Monday, June 27, 2011

Gay Rights and the local media


Last week meant a lot to many of us who live in Valencia, it felt like a breath of fresh air. First, a fact that affects the LGBT community worldwide, the adoption of resolution L.9 Rev 1 by the United Nations High Commissioner for Human Rights, and secondly, the first ever gay pride parade in the third largest city of Venezuela.

The UN resolution is an important legal precedent in the struggle of the community to reclaim our rights, historically denied to us by religious prejudice, despite great advances achieved in Latin America. The bloc of countries who voted against the resolution are places where the secular state is non-existant and controlled by the religious power.

Religious freedom is sacred as the freedom we all have to love who we choose to, without distinction to prevail in the decision. The term marriage should be rewritten in our society, since the dawn of history this word has been associated with a religious rite, pertaining to the union of couples based on reproduction purposes with a strong emphasis  in ethnic group survival.

In the United States, the LGBT movement faced this dilemma while lobbying for our rights and came out the possibility of civil unions for same-sex couples, without the name of “marriage”. Civil unions provides rights of those who adopt it, not without a discriminatory tinge, since it would create two types of citizens based on legal definition.

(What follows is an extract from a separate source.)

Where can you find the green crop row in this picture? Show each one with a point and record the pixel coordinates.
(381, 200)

On Saturday June 25, was held in Valencia the first gay pride parade ever, numerically discrete in numbers,  but full of significance for being my hometown an extremely conservative city. Most disappointing was the coverage of the event by local newspaper El Carabobeño, in its online edition on 26 June, did not mention it was a gay pride march.

Today, as we celebrate in Venezuela journalist's day, i wonder at what point the editorial line of a newspaper must be independent of the guidelines of power? In journalism school i was  taught my functions would be: to inform, to educate and to persuade. I find it abominable that other uneventful news prevailed upon the need to inform over the dignity of an important group of constituents.

I can only keep fighting for the rights of all my fellow homosexuals without distinction and against hidden agendas aiming to take away the trascendence of a movement which basically seeks to dignify our existance as "human beings".

Thursday, June 2, 2011

Failed Promises


At a year and a half to the presidential elections in Venezuela, both ruling and opposition parties have obviated any topic related to gay constituents. Topics such as: gay marriage, reproductive freedom legislation, adoption, among others; occupy the top priorities in the expectations of the venezuelan gay community, seeking for inclusion and equality in the country.

Double standards of lawmakers in Venezuela was shown this year with a new and "different" parliament, when they reversed an initiative to legalize civil unions. Instead they voted a bill draft on gender equality, a quote by Marelis Perez, venezuelan lawmaker "... establishes respect for those who have a sex choice to protect their human rights, call for non-discrimination, but does not give legitimacy to homosexual marriage, that is not the purpose of this law. "

So my question would be , what is the intention to brag about social inclusion? The inclusion speech fell short at times to fulfill Chavez's promises to the gay constituency, as a proof of his lack of commitment to universal human rights by a presumably analysis of a mere electoral calculation.

The Venezuelan political opposition has its share in the blame of the gay community reversal, with close ties to the church, their historical social conservative record and obviously the same fear of electoral calculation, places them as pasive observers of the abominable outrage against human rights in the country.

Dear concerned citizen, we have no other option but to keep fighting for the long-awaited demands of the gay community in Venezuela and having the fateful role of being second-class citizens being left in the past. We must demand all issues that affect us to be included in the political agendas of the "establishment".